Mais, comme l'ont constaté les dirigeants européens traînés devant Trump à la Maison Blanche cet été comme des écoliers indisciplinés et sermonnés sur leur conduite en Ukraine, cette hausse des dépenses n'achète pas le statut de superpuissance.

Il s'agit plutôt d'un coût, même si cela a eu pour conséquence que les entreprises d'armement américaines comme General Dynamics et Lockheed-Martin n'ont pas connu les hausses de valeur boursière dont ont bénéficié les fabricants d'armes européens. 

Les citoyens européens se montrent sceptiques quant au programme de réarmement de leurs dirigeants. Au Royaume-Uni, en France, en Italie, en Espagne, en Grèce, en Bulgarie, en République tchèque et en Suisse, l'opposition au réarmement est plus forte que sa promotion. C'est l'inverse, bien que de justesse, en Allemagne, en Pologne, en Estonie et en Suède.

Le même scepticisme se manifeste quant à l'opportunité pour l'Ukraine d'adhérer à l'UE. Dans la moitié des comtés interrogés , une majorité estime que c'est une mauvaise idée. 

Les citoyens européens ont raison d'être prudents. Non seulement la menace de l'expansionnisme russe est largement exagérée, mais il est fort peu probable que les prétendus bienfaits du « keynésianisme militaire » profitent aux travailleurs européens déjà fortement sollicités. 

Même le magazine Time a mis en garde contre le risque de lier le réarmement à la guerre en Ukraine. Il a balayé d'un revers de main l'idée d'« envoyer une importante force militaire en Ukraine pour garantir un règlement pacifique et, si nécessaire, combattre la Russie sur place », car cela « n'arrivera presque certainement pas, et ne devrait pas arriver, même si l'idée semble encore vivace à Londres, Paris et Kiev ».

Et la raison pour laquelle cela n'arrivera pas est que « la Russie a rejeté à plusieurs reprises et catégoriquement la présence de troupes occidentales en Ukraine, et l'administration Trump a refusé de soutenir une telle force. Elle devrait donc être prête et capable de combattre la Russie – une superpuissance nucléaire – sans le soutien des États-Unis. »

Comme le souligne le magazine Time : « La majorité des habitants de presque tous les pays européens s'y oppose et sa mise en œuvre nécessiterait la quasi-totalité des forces déployables du Royaume-Uni, de la France et de l'Allemagne. » 
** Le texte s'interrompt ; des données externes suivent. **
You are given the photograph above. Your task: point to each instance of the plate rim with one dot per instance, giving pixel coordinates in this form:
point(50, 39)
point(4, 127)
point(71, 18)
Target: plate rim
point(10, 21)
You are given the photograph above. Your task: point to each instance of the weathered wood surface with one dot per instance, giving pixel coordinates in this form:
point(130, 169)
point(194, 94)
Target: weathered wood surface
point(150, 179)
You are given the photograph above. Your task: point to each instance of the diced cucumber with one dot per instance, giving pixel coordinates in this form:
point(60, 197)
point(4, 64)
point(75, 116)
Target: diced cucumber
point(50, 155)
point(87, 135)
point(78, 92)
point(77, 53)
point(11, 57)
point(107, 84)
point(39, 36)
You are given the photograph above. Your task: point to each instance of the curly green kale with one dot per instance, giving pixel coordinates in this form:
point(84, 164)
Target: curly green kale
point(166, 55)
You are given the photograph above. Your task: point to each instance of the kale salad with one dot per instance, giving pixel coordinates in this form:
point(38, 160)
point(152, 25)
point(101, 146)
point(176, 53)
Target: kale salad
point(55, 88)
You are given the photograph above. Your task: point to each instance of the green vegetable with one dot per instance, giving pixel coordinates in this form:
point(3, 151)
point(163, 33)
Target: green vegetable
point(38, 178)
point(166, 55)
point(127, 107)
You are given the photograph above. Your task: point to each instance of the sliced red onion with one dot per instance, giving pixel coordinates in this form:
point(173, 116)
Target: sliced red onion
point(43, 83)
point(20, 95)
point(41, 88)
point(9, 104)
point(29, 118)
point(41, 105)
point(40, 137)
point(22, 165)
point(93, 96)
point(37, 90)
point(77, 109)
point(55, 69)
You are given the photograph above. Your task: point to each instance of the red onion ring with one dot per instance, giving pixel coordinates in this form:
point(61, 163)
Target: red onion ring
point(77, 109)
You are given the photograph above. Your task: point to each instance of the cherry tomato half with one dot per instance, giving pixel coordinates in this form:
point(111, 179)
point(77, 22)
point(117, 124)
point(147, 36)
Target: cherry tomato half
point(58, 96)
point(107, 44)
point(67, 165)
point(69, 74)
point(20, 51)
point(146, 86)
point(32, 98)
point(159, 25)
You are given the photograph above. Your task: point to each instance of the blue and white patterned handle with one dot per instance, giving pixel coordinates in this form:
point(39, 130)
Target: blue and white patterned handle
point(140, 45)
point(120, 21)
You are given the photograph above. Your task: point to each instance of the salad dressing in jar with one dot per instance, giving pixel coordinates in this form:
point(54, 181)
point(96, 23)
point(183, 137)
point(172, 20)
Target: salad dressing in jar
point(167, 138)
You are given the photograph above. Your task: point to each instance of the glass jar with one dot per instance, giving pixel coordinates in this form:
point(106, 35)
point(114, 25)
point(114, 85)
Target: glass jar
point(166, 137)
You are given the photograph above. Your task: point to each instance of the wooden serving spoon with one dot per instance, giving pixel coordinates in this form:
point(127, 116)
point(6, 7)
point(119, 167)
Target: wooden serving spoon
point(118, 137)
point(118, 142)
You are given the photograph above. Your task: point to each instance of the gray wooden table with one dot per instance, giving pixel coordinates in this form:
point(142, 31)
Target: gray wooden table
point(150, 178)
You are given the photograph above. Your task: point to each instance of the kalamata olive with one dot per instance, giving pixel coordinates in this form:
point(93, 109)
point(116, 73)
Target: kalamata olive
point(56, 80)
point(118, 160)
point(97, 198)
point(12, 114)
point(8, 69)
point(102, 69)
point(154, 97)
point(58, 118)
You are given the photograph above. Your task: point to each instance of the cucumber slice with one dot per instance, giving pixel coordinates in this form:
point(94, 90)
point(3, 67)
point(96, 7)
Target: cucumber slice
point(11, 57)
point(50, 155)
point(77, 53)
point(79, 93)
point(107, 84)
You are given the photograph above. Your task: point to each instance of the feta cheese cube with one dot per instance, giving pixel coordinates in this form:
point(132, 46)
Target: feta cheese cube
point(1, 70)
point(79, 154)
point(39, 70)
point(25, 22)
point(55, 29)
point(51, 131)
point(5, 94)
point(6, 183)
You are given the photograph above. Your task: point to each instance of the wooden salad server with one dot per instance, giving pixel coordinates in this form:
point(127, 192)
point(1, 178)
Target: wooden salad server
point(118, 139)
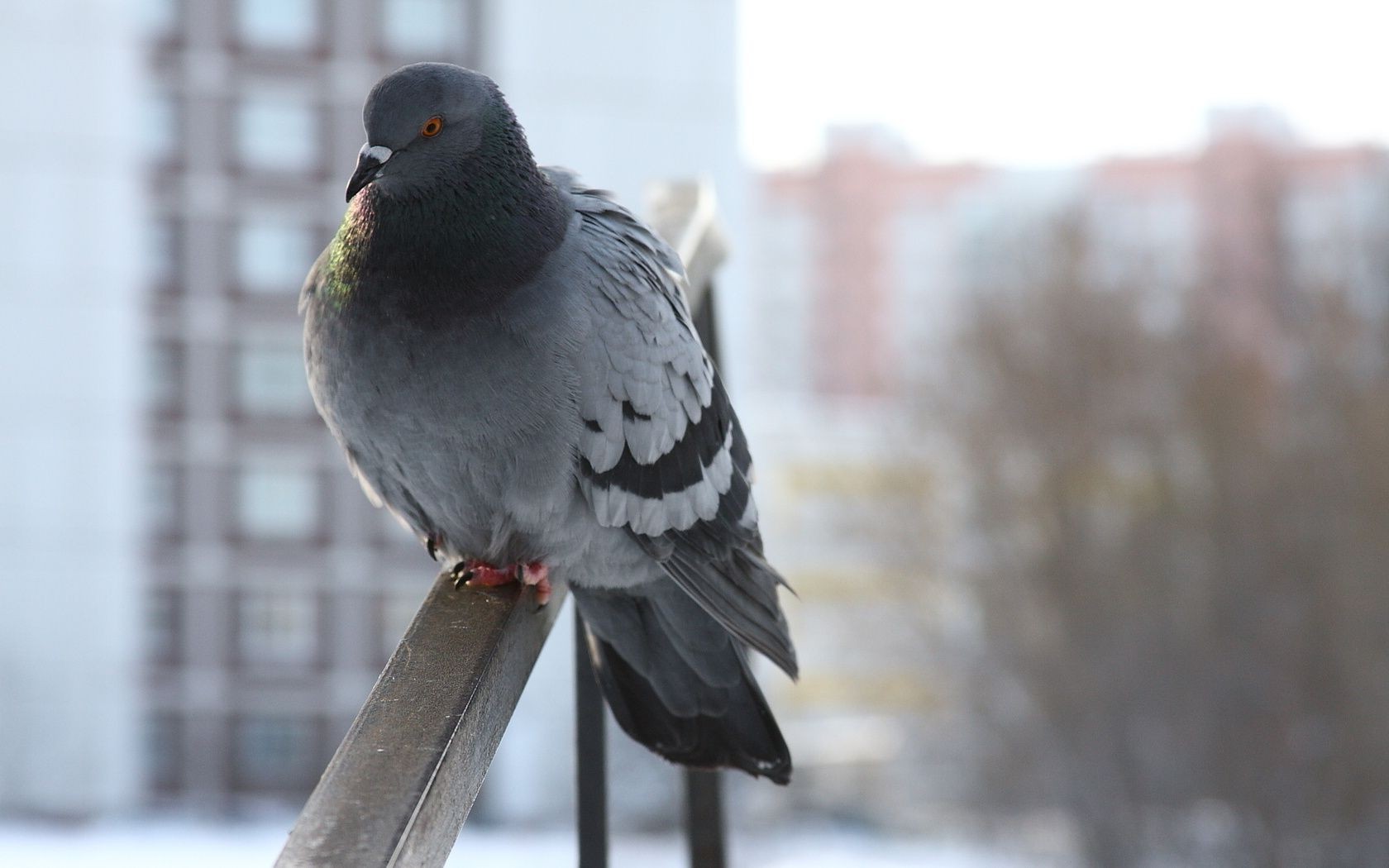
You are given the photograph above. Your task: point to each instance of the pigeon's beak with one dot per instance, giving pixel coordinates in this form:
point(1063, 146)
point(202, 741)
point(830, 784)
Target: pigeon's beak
point(369, 165)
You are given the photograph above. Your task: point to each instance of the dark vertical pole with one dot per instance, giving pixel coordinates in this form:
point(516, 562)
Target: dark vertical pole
point(590, 761)
point(703, 789)
point(704, 818)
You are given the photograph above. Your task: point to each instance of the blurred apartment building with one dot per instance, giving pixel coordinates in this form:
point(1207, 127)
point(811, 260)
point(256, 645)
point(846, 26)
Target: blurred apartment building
point(863, 265)
point(275, 590)
point(868, 253)
point(69, 465)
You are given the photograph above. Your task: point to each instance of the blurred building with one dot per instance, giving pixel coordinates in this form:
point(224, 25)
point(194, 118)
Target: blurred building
point(69, 349)
point(863, 259)
point(275, 590)
point(863, 265)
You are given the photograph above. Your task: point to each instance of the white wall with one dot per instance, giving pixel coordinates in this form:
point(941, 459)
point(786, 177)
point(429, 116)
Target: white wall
point(69, 451)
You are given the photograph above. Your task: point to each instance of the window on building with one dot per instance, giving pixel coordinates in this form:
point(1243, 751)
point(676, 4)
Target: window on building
point(410, 26)
point(277, 503)
point(277, 131)
point(161, 126)
point(277, 625)
point(161, 624)
point(274, 255)
point(275, 751)
point(161, 251)
point(270, 379)
point(163, 751)
point(165, 375)
point(161, 500)
point(278, 24)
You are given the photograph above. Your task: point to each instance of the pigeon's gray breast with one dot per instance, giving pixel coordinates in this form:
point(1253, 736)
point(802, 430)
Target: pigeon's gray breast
point(464, 424)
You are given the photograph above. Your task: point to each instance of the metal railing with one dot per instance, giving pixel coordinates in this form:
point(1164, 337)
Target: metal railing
point(400, 785)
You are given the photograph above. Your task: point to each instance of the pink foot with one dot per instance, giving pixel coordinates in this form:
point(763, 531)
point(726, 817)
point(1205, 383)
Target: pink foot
point(477, 574)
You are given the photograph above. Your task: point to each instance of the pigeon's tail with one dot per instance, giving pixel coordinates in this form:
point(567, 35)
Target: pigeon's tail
point(678, 682)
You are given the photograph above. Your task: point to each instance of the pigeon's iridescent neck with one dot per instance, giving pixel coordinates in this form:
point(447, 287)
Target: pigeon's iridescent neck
point(464, 247)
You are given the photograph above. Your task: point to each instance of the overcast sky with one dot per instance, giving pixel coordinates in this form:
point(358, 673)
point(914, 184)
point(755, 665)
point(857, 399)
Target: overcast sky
point(1057, 82)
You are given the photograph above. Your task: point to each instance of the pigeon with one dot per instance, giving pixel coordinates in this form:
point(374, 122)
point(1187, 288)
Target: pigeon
point(508, 359)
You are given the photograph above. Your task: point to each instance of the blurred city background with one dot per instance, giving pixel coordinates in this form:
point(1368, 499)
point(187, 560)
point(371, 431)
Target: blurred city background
point(1062, 336)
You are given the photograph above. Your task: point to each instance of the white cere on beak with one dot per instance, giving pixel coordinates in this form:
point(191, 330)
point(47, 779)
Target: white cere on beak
point(377, 151)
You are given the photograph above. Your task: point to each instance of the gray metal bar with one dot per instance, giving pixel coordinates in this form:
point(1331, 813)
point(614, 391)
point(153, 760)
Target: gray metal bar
point(590, 759)
point(704, 818)
point(408, 770)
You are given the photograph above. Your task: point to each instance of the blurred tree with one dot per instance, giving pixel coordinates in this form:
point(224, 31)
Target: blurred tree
point(1178, 543)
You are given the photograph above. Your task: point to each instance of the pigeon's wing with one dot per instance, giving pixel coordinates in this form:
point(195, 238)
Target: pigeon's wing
point(661, 451)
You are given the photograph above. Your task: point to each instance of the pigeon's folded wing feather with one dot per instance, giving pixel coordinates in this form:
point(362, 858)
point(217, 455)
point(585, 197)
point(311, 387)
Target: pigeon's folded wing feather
point(661, 451)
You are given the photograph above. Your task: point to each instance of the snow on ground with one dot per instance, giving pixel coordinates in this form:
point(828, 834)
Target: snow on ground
point(167, 843)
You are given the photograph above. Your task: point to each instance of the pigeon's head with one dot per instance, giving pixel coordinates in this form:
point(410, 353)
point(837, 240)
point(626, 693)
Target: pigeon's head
point(424, 122)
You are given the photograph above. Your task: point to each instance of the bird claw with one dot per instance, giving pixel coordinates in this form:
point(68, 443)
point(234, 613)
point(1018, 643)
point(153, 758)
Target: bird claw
point(475, 574)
Nouvelles lignes de bataille

Se pose ensuite la question de la provenance de ces nouvelles armes. L'Europe est à la fois technologiquement en retard sur les États-Unis et fragmentée, contrairement à tout État-nation unitaire. 

Ainsi, bien que les entreprises européennes de défense profitent pleinement des nouveaux contrats, leur production dépend fortement d'entreprises non européennes, principalement américaines. Depuis février 2022, environ 78 % des achats ont été effectués hors de l'UE, dont 80 % aux États-Unis. 

Le Premier ministre britannique Keir Starmer et le président français Emmanuel Macron évoquent avec enthousiasme le développement de la production d'armements nationale. Mais d'autres pays, comme la Pologne et les États baltes, souhaitent s'approvisionner plus rapidement en armes américaines.

Même si l'un quelconque des programmes de réarmement était nécessaire ou possible, il subsisterait le problème tenace de la résistance intérieure à la guerre.

Comme le souligne le magazine Time : « Le secrétaire général de l'OTAN, Mark Rutte, a déclaré que "nous devrons donner la priorité à la défense par rapport à d'autres choses", mais ces "autres choses" comprennent des investissements absolument nécessaires dans les infrastructures et les programmes de protection sociale, essentiels à la stabilité intérieure. »

Et c’est précisément là que se traceront les nouvelles lignes de bataille – non seulement entre les nations, mais aussi entre la masse des citoyens d’une part et les élites politiques et les fabricants d’armes d’autre part.